Hodgson chronicles in a 20-minute video interview how she was forced to remain there for 14 days despite testing negative three times. I recommend you watch this video or read the article. One day she stepped off her porch outside without a mask and was promptly cited for the infraction. She was told that if it happened again, she would be fined $5,000. Camp authorities made it clear they could extend her stay if she caused further trouble. If the isolation and lock up was too much for her, they’d be happy to medicate her with Valium.
When the 14-day ordeal was over, she contacted the Australian CDC to find out why she even had to stay. She never did have COVID and had three tests to prove it. The CDC said her detention was because she had initially lied about taking the test. You might be tempted to think this is a unique situation or Hayley Hodgson over-dramatized the feeling of incarceration. Corroboration is out there that people see this as imprisonment. The UK’s Guardian newspaper (hardly a conservative news outlet) confirmed that three people interned at Howard Springs had been arrested for scaling the fences in the wee hours of the morning before the sun came up. Sounds like a prison break to me.

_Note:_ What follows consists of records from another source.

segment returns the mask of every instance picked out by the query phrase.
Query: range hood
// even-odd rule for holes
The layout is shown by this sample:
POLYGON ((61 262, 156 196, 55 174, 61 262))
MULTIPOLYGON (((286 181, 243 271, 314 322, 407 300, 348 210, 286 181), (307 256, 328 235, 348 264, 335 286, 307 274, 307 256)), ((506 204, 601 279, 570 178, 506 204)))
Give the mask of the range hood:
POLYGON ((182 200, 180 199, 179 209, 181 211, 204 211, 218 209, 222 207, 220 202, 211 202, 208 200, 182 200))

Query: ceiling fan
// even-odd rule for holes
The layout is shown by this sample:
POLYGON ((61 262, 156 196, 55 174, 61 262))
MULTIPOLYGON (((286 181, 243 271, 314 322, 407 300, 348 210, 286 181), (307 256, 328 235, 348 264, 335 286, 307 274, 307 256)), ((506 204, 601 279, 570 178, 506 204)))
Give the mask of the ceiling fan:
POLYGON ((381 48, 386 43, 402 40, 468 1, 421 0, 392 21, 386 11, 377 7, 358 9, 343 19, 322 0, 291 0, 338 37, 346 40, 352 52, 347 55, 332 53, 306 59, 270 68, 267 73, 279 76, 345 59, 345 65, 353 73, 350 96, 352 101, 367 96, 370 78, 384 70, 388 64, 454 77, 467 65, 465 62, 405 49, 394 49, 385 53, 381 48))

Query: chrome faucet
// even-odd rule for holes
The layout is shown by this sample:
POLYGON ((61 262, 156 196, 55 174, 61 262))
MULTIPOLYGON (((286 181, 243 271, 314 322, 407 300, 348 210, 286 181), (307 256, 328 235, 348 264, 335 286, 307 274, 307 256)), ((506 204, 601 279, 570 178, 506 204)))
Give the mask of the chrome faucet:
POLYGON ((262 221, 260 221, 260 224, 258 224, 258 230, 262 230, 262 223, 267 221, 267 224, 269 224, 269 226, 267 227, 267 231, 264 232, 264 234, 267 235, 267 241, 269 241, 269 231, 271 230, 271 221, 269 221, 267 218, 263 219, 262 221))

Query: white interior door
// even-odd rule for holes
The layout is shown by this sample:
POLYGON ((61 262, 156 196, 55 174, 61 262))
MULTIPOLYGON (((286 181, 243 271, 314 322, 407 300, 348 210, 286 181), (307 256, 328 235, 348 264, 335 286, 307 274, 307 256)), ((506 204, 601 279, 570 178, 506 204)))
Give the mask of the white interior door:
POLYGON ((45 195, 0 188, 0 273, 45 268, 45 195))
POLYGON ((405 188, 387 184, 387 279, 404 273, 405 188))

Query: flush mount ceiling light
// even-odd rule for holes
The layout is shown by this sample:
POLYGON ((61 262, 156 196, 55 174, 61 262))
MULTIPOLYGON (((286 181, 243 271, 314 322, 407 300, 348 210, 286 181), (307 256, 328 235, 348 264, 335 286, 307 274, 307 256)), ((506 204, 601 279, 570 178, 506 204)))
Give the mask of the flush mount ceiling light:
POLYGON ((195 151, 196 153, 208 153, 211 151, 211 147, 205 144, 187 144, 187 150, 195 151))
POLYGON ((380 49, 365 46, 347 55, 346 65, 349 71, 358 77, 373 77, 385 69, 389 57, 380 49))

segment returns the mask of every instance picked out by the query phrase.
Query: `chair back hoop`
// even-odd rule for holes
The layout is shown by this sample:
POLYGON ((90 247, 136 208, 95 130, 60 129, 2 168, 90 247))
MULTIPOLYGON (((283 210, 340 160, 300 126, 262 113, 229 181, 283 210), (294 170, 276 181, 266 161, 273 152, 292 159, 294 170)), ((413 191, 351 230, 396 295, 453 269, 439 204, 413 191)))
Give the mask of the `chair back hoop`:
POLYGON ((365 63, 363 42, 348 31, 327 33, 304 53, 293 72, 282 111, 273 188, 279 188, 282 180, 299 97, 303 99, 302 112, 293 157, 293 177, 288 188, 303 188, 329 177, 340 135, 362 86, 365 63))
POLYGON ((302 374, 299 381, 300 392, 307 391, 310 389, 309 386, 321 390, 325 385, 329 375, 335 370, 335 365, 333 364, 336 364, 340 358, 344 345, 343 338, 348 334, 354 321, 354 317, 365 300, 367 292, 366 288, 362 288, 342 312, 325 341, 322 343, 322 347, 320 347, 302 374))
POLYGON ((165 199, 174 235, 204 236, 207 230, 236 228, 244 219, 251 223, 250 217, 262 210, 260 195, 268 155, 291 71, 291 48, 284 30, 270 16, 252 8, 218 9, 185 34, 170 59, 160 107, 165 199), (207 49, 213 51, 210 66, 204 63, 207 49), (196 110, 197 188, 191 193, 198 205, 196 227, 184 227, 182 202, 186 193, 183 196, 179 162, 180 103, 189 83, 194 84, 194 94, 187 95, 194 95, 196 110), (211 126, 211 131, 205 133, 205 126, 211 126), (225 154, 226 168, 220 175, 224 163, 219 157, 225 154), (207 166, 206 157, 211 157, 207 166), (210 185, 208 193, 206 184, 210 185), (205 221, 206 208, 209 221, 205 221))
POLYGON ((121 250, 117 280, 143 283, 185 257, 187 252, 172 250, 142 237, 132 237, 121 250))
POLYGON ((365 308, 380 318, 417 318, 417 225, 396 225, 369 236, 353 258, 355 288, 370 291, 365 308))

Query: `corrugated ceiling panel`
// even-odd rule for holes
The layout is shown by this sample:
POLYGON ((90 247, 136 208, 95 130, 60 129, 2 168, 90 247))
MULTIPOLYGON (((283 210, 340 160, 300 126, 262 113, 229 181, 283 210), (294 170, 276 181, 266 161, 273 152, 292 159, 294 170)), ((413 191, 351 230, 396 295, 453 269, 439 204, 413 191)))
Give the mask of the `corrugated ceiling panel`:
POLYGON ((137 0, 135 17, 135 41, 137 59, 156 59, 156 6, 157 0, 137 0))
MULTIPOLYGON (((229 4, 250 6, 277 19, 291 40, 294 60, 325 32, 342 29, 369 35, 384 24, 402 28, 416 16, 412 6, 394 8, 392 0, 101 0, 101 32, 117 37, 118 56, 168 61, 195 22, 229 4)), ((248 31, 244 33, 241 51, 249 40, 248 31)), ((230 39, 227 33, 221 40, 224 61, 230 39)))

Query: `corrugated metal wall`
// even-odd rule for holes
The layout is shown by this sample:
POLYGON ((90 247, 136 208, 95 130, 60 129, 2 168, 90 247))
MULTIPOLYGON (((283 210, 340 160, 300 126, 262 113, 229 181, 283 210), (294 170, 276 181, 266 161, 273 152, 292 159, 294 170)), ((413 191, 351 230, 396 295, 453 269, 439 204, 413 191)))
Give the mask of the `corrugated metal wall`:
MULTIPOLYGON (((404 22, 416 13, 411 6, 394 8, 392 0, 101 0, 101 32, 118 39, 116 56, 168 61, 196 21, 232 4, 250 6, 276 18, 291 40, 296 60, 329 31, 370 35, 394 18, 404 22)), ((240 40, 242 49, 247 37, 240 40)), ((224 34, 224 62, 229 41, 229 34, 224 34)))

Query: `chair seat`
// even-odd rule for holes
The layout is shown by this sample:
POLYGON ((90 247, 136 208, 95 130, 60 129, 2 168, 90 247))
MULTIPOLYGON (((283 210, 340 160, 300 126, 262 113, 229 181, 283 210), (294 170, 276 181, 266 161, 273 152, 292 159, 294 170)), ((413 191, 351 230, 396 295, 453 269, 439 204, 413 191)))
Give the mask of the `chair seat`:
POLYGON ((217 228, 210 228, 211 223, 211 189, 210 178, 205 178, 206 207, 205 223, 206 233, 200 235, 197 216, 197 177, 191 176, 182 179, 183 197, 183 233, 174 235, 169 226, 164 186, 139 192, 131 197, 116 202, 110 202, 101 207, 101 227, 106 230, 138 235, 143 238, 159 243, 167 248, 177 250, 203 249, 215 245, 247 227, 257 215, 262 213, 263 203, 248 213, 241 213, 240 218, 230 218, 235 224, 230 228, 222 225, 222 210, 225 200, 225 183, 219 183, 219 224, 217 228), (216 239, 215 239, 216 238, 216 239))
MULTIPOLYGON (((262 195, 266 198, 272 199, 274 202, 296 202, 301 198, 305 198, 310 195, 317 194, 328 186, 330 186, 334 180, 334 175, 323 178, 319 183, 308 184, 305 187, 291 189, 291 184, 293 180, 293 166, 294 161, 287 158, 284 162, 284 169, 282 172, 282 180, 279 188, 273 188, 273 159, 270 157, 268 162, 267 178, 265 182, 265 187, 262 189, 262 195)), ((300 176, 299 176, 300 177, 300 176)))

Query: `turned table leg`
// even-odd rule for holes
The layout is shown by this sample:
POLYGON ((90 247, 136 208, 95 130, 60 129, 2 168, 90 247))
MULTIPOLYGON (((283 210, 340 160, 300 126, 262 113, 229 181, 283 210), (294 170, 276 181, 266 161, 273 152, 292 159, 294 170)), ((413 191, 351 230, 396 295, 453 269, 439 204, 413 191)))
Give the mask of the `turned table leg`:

Once captured, the three escapees were promptly tested for COVID (results were negative) and they were properly arrested for their decision to leave. Maybe the three was just fleeing in fear of this dangerous new variant that only hits people with mild symptoms. It turns out Omicron was detected at that facility the day prior. I suspect they were more afraid of their government than the virus and simply wanted their freedom back.
In Conclusion
This modern-day Alcatraz (minus the pretty view of the Golden Gate bridge) tucked away in the Australian bush will be certainly seeing more of Omicron. Australians caught abroad due to boarder closures are being returned on special “repatriations flights.” Anyone lucky enough to take one of these flights into Darwin also gets a 14-day stay at Howard Springs included with the flight.
One territory in Australia is locking up 2,000 of its people at a time when that territory has not yet seen 300 COVID cases ever! As well-intentioned as these facilities might sound to some, it is becoming clear Australians have more to fear from abuse of power than the new variant. At least the Dutch put their detainees up in a local hotel.
Omicron may be spreading fast but there are no signs yet of it being deadly like Delta. I’ll keep one on the spread for all of you, but I’ll be keeping my other eye on authoritarianism that seems to be spreading just as fast.